Friday, December 09, 2005

Why I am considering a career move

Yesterday was the last day of school. We went over to José & Yolanda's after the girls got out, had some lunch and hung around because we hadn't done that for a few days. I read my book in the sun while Julia colored and Robin and José played an invented game where she writes a string of numbers in her notebook, he adds them up in his head, then she comes over to ask me if he got it right.

My cell phone rang and I heard--for the first time in several weeks--the dreaded voice of my contact at the PR agency (my most frequent translation client). I like the guy very much, but am invariably disappointed to hear his voice on the line.

He said he had just E-mailed me a page and a half and how soon could I have it back to them. Although I told him I was not at home and that I couldn't have it to him until the next day around noon, I did in fact start to move in the direction of getting home so I could download it and get it out of the way.

For some reason, the size of the document is almost invariably understated - as if by telling me it's only five pages long they can make it take less time than if they admit it's seven. But in this case, the document was in fact just a page and a half long...less, in fact, because it was a page and a half in finished form, with a large photo and many small ones, and the text itself sort of poured in around it.

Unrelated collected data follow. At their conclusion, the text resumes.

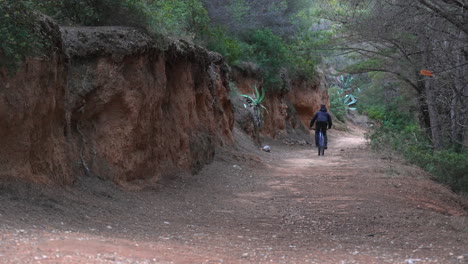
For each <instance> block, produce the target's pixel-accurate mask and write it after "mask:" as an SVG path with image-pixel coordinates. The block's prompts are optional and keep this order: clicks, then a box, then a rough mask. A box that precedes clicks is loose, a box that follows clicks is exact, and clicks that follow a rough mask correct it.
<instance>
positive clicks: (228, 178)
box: [0, 131, 468, 263]
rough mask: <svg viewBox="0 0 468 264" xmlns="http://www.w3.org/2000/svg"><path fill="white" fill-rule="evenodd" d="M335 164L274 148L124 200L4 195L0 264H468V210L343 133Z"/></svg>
mask: <svg viewBox="0 0 468 264" xmlns="http://www.w3.org/2000/svg"><path fill="white" fill-rule="evenodd" d="M331 132H332V133H334V134H333V135H332V137H331V139H330V149H329V150H328V151H327V152H326V156H325V157H319V156H317V155H316V151H315V149H313V148H311V147H310V146H309V147H305V146H297V145H294V146H288V145H285V144H282V143H280V142H268V143H269V144H270V146H271V148H272V152H271V153H266V152H261V151H259V150H257V149H251V147H250V146H251V142H248V139H247V138H245V137H244V136H242V135H240V133H237V131H236V134H237V141H238V143H239V144H238V145H237V147H236V148H235V149H229V150H226V149H223V150H218V154H217V158H216V159H215V162H214V163H212V164H211V165H209V166H207V167H205V168H204V169H203V170H202V171H201V172H200V173H199V174H198V175H196V176H188V175H179V174H177V175H176V174H175V175H174V177H173V178H172V179H165V180H164V181H163V182H162V183H159V184H158V185H155V186H152V187H148V188H146V189H143V190H139V191H124V190H121V189H120V188H118V187H117V186H115V185H113V184H112V183H110V182H107V181H101V180H99V179H96V178H91V177H89V178H86V177H84V178H81V179H79V180H78V182H77V183H76V185H75V186H74V187H73V188H69V189H66V190H63V189H60V190H59V189H54V188H45V187H38V186H37V185H27V184H23V183H18V182H9V183H5V182H4V183H1V184H0V237H1V241H0V263H466V261H467V259H468V220H467V215H468V214H467V213H468V212H467V206H466V205H467V203H466V200H464V199H463V198H462V197H460V196H458V195H456V194H454V193H452V192H451V191H449V189H448V188H446V187H444V186H442V185H440V184H437V183H435V182H433V181H431V180H430V179H429V177H428V175H427V174H425V173H424V172H422V171H421V170H420V169H418V168H415V167H413V166H410V165H408V164H405V163H404V162H402V161H400V160H398V159H395V158H393V157H391V156H389V155H383V154H376V153H373V152H371V151H370V150H369V149H368V148H367V146H366V142H365V140H364V139H363V137H362V133H358V132H355V133H354V134H346V133H341V132H337V131H331Z"/></svg>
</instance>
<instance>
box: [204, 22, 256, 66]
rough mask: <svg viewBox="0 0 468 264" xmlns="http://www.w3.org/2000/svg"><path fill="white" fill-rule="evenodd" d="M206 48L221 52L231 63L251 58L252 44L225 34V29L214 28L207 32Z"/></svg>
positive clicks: (226, 59)
mask: <svg viewBox="0 0 468 264" xmlns="http://www.w3.org/2000/svg"><path fill="white" fill-rule="evenodd" d="M207 46H208V49H210V50H213V51H216V52H219V53H221V54H222V55H223V56H224V57H225V58H226V60H227V62H228V63H230V64H232V65H236V64H239V63H240V62H242V61H244V60H248V59H249V58H252V54H253V50H252V46H250V45H249V44H247V43H246V42H243V41H241V40H239V39H237V38H234V37H230V36H228V35H227V33H226V30H224V29H222V28H215V29H212V30H211V33H210V34H209V41H208V45H207Z"/></svg>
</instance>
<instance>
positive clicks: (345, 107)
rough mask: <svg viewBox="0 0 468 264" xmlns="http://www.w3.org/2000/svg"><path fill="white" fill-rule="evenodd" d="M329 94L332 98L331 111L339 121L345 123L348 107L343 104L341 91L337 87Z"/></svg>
mask: <svg viewBox="0 0 468 264" xmlns="http://www.w3.org/2000/svg"><path fill="white" fill-rule="evenodd" d="M328 94H329V96H330V111H331V112H332V113H333V114H334V115H335V116H336V118H337V119H338V120H340V121H341V122H344V121H345V117H346V112H347V111H348V106H347V105H346V104H345V103H344V102H343V99H342V98H341V94H340V91H339V89H338V88H337V87H332V88H330V89H328Z"/></svg>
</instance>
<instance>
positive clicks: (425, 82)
mask: <svg viewBox="0 0 468 264" xmlns="http://www.w3.org/2000/svg"><path fill="white" fill-rule="evenodd" d="M424 86H425V91H426V102H427V109H428V112H429V119H430V122H431V135H432V146H433V147H434V149H435V150H441V149H443V147H444V142H443V137H442V127H441V124H440V119H439V113H438V112H437V104H436V95H435V88H434V84H433V80H430V79H426V80H424Z"/></svg>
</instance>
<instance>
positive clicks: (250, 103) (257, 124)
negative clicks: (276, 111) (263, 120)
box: [241, 86, 268, 128]
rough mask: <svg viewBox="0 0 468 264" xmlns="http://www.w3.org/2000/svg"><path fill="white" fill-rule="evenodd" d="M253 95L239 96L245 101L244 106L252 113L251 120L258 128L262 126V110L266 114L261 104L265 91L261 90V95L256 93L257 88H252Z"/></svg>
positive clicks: (264, 109) (266, 110)
mask: <svg viewBox="0 0 468 264" xmlns="http://www.w3.org/2000/svg"><path fill="white" fill-rule="evenodd" d="M254 91H255V93H254V94H252V95H247V94H241V96H243V97H245V98H246V100H247V104H244V107H245V108H247V107H248V108H250V109H251V110H252V111H253V112H252V115H253V118H254V121H255V126H256V127H257V128H258V127H260V126H261V125H262V121H263V114H262V109H263V110H265V111H266V112H267V113H268V109H267V108H266V107H265V106H264V105H263V104H262V102H263V101H264V100H265V90H264V89H263V88H262V91H261V93H260V92H259V91H258V89H257V86H254Z"/></svg>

So the page estimate was accurate, but the text. Oh, the text.

It was a brochure of background information about a young artist who has a photography exhibit coming up. I like art. Who doesn't? But just imagine the artist's statement for a guy whose brochure shows him riding a (no doubt artistic) contraption made out of a unicycle and a barstool:

Se mueve en el plano de la física, del tiempo, de la topología, de la ecología de las ondas de luz para transformar la escena en un objeto "chic poscontemporáneo". Existe una enorme tensión entre el empleo crítico y estético del arte y lo que el lector aparenta entender, pero explícitamente no observa, lo cual provoca contradicciones interpretativas. También, se apropia de los rincones inobservados o de espacios lúdicos de expresión.

These images inhabit the plane of the physical, of time, of topology, of the ecology of light waves, transforming a scene into an object of “post-contemporary chic.” We sense an enormous tension between the critical and the aesthetic use of art and what the viewer is given to understand but does not explicitly observe, provoking interpretative contradictions. The artist also appropriates unobserved corners, lucid spaces of expression (...)
The translation of this particular passage cost $4.02. The whole thing ran to $22.32.

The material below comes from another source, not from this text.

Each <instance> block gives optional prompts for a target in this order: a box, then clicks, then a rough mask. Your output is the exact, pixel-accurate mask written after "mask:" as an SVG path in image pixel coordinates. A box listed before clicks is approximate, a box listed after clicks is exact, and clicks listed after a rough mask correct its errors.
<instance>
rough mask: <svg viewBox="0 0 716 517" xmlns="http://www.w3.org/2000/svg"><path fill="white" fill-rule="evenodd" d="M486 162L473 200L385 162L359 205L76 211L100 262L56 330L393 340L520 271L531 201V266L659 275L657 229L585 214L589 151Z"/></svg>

In my dream job, I get to keep reading my book in the sun as long as I want. At my own convenience, I spend a morning or an afternoon dyeing fabric. I take it to the quilt shop (Costa Rica only has one large one) or put it online (probably both).

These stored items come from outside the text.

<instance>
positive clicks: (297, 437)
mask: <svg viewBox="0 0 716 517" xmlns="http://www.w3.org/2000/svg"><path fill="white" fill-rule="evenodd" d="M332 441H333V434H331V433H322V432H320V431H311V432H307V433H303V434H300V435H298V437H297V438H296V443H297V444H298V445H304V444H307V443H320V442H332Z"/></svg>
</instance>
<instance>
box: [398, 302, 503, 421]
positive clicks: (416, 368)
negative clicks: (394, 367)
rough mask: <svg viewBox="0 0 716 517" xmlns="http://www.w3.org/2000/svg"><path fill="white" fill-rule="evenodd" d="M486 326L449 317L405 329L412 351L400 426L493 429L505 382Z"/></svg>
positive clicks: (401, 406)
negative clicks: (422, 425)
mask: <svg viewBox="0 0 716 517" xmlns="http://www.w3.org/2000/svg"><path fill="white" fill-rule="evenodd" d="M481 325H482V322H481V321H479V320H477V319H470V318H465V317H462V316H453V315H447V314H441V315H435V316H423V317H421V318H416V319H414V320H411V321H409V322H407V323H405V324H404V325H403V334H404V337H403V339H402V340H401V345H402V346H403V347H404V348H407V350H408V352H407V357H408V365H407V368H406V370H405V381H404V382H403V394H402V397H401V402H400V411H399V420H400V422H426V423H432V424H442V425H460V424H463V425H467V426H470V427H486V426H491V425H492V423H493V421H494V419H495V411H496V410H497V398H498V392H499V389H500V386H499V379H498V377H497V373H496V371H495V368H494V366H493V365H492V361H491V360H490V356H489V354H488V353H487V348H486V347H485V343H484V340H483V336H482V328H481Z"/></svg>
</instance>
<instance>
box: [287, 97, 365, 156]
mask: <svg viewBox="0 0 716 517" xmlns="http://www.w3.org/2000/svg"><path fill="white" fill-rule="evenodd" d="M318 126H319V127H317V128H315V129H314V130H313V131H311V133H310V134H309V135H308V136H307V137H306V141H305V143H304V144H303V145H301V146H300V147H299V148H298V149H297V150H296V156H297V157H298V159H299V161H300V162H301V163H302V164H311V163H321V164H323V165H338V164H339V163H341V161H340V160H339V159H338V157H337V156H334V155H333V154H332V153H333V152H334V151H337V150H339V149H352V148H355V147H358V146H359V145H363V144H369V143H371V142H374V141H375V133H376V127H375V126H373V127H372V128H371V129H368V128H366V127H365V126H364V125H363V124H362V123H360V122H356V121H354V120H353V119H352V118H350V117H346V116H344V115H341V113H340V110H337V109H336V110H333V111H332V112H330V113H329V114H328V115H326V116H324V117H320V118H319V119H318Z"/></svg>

My first batch of dyes gets here next week (it's already been shipped to Alex, who will be here on the 18th). I already have 5 yards of fabric to experiment with. Assuming I enjoy the process, and assuming the fabric comes out pretty, hand dyed fabric will be my newest venture.

We'll see about marketing; I haven't spoken with the ladies at the quilt shop yet, but they used to carry some hand dyed fabric and don't anymore because the person who used to make it has moved on to other things.

The online part is subject mainly to my own initiative in making it happen, and to the assistance of my handy Silent Partner, who could manage the distribution at such point as I had an actual inventory to send up to the US, and orders to fill.

It has been suggested to me that, since Costa Rica does not produce textile arts like the molas made by the Kuna people of Panama, or the Mayan weavings of Guatemala, there should be a market for fabrics that somehow reflect Costa Rican themes, for instance by stamping on fabric using local plants. I am sure this will prove to be true, if I am able to reach the appropriate audience, either online, in local fabric or gift shops, or at physical locations at stores or shows in the US.

I'd love to be able to gently withdraw from translation over the course of 2006.